On the Pleasures of Receiving a Cassette in the Mail

True story: If you send me a cassette tape, I will totally listen to it. This is because 1) I have a working cassette deck at home; and 2) guess how often I get to use it?

So I was pretty happy to get this demo cassette from D.C.'s Black Telephone yesterday. I was also pretty happy with what's on it: stripped-down, nostalgic indie pop with lots of fuzz -- although not as much fuzz as the classic, similarly named D.C. pop outfit Black Tambourine. Homage? Sure.

In indie circles -- including some very mainstream indie circles -- limited-run cassette releases have been on the rise in recent years, as Pitchfork's Marc Hogan wrote in an excellent essay last February.

Bands in D.C. are in on it, too. In 2008, The Cassettes ended a career-long string of CD/LP releases and finally put out, yup, a cassette. Speaking with City Paper's Casey Rae-Hunter, the band's frontman Shelby Cinca said:

We were hassled quite a bit for years at the merch table by snarky individuals asking why we didn’t have cassettes for sale. So we figured it was time to do that. Plus, we feel like it’s a much better cultural object than a boring CD that ends up in a closet after being ripped to a MacBook or [is] used as a coaster for a soy latte.

The Cassettes' Countach tape came with a few things -- a toy car, for example, and a plastic horse. And, naturally: An mp3 download card.

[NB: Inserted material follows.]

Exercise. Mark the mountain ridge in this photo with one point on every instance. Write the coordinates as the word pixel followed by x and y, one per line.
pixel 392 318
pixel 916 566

The Black Telephone tape also points to the band's site, where you can grab the four songs for free.

Maryland's Fan Death Records also releases cassettes, including recent ones from D.C. bands Screen Vinyl Image and Bodycop. The label's Sean Gray even has a new, cassette-only imprint for "avant/fringe stuff" called 2,632 Tapes, which over the next year will put out releases by D.C.'s Phonic Riot, Gray's project Détruire Voile, and others. The imprint will release six tapes in 2011, in 100-copy runs.

The Cassettes' Cinca used to play in Frodus, which released one cassette-only album in the '90s. If you search the Dischord online store for cassettes, you'll find a ton of stuff from that label and others, though it's mostly from the age when labels regularly sold tapes.

What other D.C. bands have released worthwhile cassettes in recent years? My tape deck is lonely.